Memory is made up of fragments, bits and pieces, some rhymes, fewer reasons. When I am told that the unexamined life is not worth living, I have my doubts. Not everything is worth examining.
Memory is quicksand. Sink too deeply into it, let it into your throat and your nostrils, and you will be unable to breathe.
Last, more personally: Four years after Dolores’s death, I remarried. It didn’t last long. So I’ve been widowed and I’ve been divorced. I don’t know if I ever want to marry again, but I never want to be divorced again. That said, being divorced does have an advantage over being widowed. When someone divorces you, at least they take their things with them, even if they take some of yours as well.
xl
An afterthought:
Articles arrive in my email daily, as reliably as a ten-year-old on a bicycle once threw a morning paper onto a front porch. While I was still working at emptying boxes in the room off my garage, an article appeared in my inbox. It linked to a translation of an essay written in 1943 by a woman in hiding on “the Aryan side” of Warsaw. She had escaped the destruction of the Warsaw Ghetto. This woman, Rachel Auerbach, was one of those who helped compile what became known as the Ringelblum Archive, a collection of papers and objects buried in three metal milk cans and some metal boxes on the eve of the uprising to preserve the memory of that doomed community of Jews in Warsaw. It held “diaries, eyewitness accounts, sociological surveys, poetry, public notes and wall posters,” along with theater tickets and chocolate wrappers, and other ephemera. No Ziploc bags back then. Compiled under the direction of Emanuel Ringelblum, the archive survived the total destruction of the Ghetto. Ten metal boxes and two of the milk cans were found after the war. One of the milk cans had a note from a nineteen-year-old boy. “What we were unable to scream out to the world,” he wrote, “we have concealed under the ground.” Rachel Auerbach had helped buried the archive; when she returned to Warsaw after the war, she helped to recover it.
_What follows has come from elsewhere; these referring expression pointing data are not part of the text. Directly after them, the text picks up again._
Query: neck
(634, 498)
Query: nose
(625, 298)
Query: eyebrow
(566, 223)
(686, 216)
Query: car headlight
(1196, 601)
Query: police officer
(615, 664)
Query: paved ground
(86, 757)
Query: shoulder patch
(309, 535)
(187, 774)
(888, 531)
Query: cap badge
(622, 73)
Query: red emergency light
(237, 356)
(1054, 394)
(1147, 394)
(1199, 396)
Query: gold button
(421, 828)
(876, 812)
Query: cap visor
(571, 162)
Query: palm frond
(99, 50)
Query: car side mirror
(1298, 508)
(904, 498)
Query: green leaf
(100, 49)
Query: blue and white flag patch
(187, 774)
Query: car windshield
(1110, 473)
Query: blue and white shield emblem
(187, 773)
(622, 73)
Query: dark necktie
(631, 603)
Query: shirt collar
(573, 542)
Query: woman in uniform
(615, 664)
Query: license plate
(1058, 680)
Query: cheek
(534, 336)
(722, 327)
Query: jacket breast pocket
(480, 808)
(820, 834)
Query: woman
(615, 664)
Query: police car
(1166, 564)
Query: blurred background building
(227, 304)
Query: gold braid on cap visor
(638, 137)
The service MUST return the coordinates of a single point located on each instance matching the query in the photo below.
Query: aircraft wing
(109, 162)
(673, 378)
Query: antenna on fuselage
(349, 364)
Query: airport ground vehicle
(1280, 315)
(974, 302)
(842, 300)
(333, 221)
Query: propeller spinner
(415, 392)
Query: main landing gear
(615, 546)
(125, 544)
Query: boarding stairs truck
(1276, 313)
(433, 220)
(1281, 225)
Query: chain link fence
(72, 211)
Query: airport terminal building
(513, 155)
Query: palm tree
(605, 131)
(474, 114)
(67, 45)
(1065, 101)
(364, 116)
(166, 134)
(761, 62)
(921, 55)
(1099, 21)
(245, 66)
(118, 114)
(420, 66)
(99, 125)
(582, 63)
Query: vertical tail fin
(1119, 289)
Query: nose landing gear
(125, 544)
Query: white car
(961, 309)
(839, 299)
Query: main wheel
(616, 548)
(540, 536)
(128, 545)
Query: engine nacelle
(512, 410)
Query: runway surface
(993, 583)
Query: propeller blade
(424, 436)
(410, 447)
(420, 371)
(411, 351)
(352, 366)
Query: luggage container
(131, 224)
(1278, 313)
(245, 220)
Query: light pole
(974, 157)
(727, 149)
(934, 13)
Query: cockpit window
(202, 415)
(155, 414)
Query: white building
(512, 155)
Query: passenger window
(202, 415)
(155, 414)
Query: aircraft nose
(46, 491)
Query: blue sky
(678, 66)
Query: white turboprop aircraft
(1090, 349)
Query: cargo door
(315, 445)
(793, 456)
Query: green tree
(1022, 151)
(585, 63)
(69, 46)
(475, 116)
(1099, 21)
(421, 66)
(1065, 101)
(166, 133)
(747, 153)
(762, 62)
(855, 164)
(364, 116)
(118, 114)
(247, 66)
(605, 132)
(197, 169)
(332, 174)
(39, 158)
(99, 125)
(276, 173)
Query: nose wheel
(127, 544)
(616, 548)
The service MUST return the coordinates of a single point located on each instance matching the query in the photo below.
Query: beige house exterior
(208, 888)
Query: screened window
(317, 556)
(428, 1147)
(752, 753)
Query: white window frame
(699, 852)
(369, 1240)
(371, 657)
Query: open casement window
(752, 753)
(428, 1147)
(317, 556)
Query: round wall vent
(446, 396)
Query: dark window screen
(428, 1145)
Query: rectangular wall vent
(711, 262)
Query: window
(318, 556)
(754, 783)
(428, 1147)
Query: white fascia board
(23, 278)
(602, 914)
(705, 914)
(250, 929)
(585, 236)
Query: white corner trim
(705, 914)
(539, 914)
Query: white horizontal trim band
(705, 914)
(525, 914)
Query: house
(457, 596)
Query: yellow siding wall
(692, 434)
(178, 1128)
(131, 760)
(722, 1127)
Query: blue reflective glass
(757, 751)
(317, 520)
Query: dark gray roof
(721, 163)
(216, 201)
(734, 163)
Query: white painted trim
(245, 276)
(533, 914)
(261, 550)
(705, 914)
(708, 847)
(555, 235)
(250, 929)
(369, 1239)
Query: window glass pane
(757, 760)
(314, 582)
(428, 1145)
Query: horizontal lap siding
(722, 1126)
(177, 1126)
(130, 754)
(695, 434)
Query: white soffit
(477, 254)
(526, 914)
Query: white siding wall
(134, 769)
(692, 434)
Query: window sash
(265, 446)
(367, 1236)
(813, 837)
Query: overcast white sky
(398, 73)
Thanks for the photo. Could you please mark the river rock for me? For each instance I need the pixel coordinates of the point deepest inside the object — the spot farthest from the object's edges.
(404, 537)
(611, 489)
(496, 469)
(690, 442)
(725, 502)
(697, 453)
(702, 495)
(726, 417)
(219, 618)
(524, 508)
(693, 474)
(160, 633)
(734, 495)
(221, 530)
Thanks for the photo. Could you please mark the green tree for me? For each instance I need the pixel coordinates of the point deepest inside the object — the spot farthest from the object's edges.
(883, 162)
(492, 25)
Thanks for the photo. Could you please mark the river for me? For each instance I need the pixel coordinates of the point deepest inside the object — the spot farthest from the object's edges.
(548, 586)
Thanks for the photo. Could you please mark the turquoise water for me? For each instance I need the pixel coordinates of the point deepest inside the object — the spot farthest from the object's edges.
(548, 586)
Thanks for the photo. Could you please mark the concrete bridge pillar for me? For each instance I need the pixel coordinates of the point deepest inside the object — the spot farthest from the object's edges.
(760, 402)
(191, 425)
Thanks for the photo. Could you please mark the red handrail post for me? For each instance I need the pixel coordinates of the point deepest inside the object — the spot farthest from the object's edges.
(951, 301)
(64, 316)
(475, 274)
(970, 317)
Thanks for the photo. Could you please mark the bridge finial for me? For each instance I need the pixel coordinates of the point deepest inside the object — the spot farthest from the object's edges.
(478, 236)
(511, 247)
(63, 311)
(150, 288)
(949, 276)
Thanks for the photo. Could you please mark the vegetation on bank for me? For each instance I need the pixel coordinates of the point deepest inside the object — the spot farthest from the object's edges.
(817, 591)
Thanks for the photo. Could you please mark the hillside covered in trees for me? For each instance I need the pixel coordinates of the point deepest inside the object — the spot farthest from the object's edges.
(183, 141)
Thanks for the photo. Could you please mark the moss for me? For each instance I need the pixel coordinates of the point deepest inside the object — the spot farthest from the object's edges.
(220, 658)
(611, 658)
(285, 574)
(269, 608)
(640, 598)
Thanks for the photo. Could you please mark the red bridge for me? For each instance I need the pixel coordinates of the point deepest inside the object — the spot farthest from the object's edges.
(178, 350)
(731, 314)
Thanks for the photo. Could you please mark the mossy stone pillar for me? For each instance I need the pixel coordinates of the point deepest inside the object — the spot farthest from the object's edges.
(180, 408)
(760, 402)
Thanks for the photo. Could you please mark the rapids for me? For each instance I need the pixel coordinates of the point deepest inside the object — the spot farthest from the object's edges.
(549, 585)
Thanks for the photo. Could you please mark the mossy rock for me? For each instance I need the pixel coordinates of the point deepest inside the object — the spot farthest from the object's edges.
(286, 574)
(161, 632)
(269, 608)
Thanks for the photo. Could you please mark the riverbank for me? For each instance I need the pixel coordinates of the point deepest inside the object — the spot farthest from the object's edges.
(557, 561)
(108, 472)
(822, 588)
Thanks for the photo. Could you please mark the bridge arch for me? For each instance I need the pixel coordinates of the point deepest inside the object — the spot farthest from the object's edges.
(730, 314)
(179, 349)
Her poetic essay might even be considered part of the archive, though it was never buried in a milk can or a metal box. In her essay, she called those murdered “the lowly plants of the garden, the sorts of people who would have lived out their lives without ever picking a quarrel with the righteous – or even the unrighteous—of this world.” Of the deportations she witnessed, she wrote that no cries were heard, “except when women were caught and loaded onto the wagons, and one could hear an occasional in-drawn hiss, such as fowl make as they are carried to the slaughter.” She asked, “How could such people have been prepared to die in a gas chamber? The sorts of people who were terrified of a dentist’s chair; who turned pale at the pulling of a tooth.” She grieved for her brother’s orphan daughter, her cousins, all her mother’s relatives. She named them, and the towns and places of their murders. And then she wrote, “I will utter no more names.” She knew that memory had become a cemetery, “the only cemetery in which there are still indications that they once lived.”
True enough. True for Dolores Dyer, and for Rachel Auerbach’s niece, though for Princess Diana, maybe less so.